The prospects of software intelligence for small and medium-sized enterprises
Data is generated by every aspect of our day-to-day business life. Regardless if the data is created explicitly through our direct actions, or implicitly by the software tools we utilize, some aspects of this data are used within companies. Many companies utilize business intelligence (BI) to calculate metrics and trends from data updated on a daily basis, allowing them to acquire new information that can support the decision-making process. BI collects and analyzes the data, often presenting it in the form of dashboards or other types of reports. In a similar fashion, software engineering data can be used to gain insights into and support the development activities. The term software intelligence (SI) thus describes a set of methods and techniques for collecting raw data from the software development cycle and converting it into useful information in support of software development decision-making, quality management and resource management.
SI encompasses not only the derivation of simple metrics for decision-making (file sizes, degree of complexity), but also more sophisticated techniques that require prior consolidation and processing of the data. In light of the constantly growing volumes of historical data, machine learning can help to acquire information and improve the software development life cycle. Many researchers are developing new techniques in order to apply machine learning to software development. ML4SE (machine learning for software engineering) is one of the trends in SI that shows new ways of supporting developers in their daily activities by using machine learning models.

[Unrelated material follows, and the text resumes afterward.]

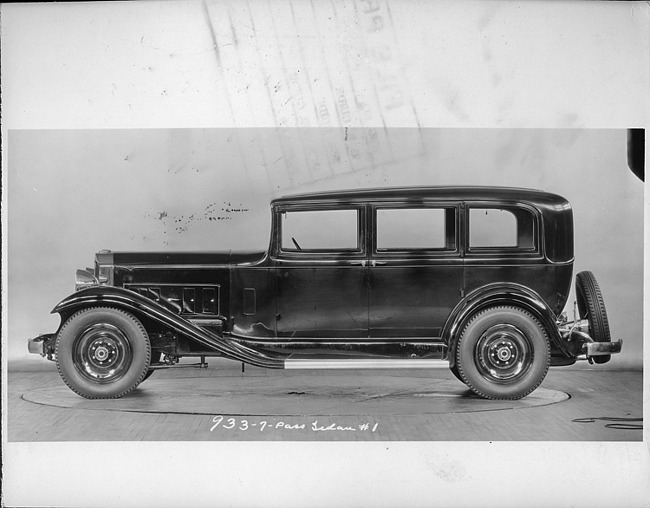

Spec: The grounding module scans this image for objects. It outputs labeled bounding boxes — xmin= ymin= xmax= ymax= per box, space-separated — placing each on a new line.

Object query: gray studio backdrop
xmin=3 ymin=128 xmax=644 ymax=368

The goal of software intelligence is to guide and support developers in their daily activities. Among other things, SI supports the analysis, monitoring and optimization of the code quality. Dashboards are frequently utilized to display the results of SI methods. Some tools also help to integrate SI techniques directly into the workflow and display information directly in the corresponding application (such as part of continuous integration runs) or send notifications to the inbox or communications tools (i.e. Slack) in order to learn about new information. Following is a list of the activities along the software development life cycle and a description of the SI techniques that should support them. Some of these techniques are already well-established, while others are still part of active research efforts and have only been adapted to industry environments to a certain degree. We’d like to provide an outlook on these techniques and describe new developments:
For all of these application scenarios, suitable data is required that not only contains information about the problem, but also allows conclusions to be drawn from newly-acquired data. Data has to be continuously collected and analyzed from all possible software development activities. Depending on the application scenario and the tools used for data monitoring in the software development cycle, the quality of the SI techniques that are employed can vary. Having a comprehensive and detailed plan for collecting and processing the data is an important building block in utilizing software intelligence. Some of the methods introduced above require historical development data in order to make concrete and accurate predictions regarding the status of the software development activity. We categorize data from the software development life cycle into three areas: process-related, product-related and code-related data.

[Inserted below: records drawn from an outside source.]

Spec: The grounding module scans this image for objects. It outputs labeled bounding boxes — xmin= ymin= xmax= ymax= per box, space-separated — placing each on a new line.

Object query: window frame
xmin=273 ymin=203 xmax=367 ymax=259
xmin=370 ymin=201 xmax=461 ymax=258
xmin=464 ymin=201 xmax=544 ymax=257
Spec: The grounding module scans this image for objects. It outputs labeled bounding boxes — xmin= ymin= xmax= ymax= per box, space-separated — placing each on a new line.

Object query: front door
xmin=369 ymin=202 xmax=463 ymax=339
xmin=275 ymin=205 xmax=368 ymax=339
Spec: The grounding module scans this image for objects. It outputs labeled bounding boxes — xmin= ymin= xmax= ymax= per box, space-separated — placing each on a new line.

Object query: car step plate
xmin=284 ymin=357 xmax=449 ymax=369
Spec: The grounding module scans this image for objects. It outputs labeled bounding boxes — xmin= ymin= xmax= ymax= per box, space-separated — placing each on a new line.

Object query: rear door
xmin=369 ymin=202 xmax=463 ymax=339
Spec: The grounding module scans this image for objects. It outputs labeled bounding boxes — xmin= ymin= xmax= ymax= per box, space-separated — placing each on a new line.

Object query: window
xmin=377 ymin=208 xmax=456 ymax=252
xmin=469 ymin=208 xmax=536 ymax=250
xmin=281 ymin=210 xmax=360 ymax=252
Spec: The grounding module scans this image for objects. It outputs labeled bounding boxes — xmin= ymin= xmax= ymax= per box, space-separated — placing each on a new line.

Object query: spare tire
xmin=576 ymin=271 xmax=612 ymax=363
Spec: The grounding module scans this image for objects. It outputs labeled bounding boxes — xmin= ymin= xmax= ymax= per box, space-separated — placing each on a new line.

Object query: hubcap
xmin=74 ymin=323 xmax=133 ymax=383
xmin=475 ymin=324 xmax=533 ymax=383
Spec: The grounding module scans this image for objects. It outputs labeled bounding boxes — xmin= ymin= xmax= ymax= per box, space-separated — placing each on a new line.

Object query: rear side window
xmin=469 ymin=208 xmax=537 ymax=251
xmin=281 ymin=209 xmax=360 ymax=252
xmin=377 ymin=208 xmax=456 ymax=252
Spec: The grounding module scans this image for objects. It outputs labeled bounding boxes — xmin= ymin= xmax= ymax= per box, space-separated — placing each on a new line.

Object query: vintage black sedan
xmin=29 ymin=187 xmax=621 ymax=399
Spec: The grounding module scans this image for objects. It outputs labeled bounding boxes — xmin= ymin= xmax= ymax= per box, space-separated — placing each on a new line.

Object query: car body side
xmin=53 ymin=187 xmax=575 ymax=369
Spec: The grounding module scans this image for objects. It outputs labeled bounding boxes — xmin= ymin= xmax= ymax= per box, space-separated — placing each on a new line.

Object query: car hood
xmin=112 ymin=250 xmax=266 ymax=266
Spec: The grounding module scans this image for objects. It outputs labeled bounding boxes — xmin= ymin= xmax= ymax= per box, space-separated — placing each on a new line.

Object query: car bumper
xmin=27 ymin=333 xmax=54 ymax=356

With the steadily growing volumes of data in software engineering processes (collected either explicitly or implicitly), more and more decision support can be offered by analyzing this data. SI or ML4SE are gaining increasing attention from research and industry. The utilization of SI techniques can help save time and resources when developing and provisioning software systems.

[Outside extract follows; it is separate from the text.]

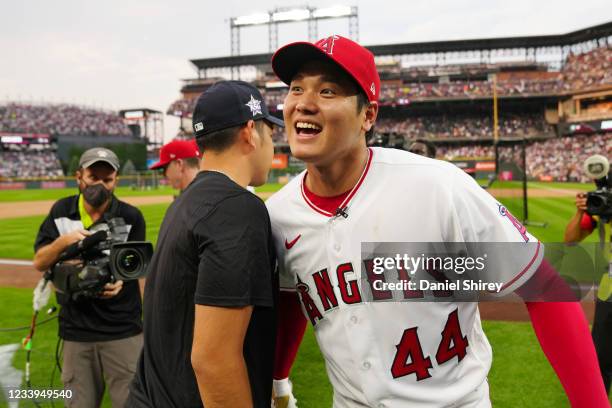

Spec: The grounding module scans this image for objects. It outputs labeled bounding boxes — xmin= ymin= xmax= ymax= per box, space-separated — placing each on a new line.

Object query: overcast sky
xmin=0 ymin=0 xmax=612 ymax=139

Exploiting the full potential of SI also requires giving thought to the available data and how it can be collected and organized. Data can be scattered around and difficult to access. While raw data from individual sources can already be utilized for simple application scenarios, a combination of various sources is often necessary to generate meaningful data sets and train machine learning models. Tracking activities during the entire software development process is especially important.
CCE is planning to introduce a detailed series of individual topics surrounding SI and more and more interesting applications in various sectors of software engineering, from error prognosis and health, to team management.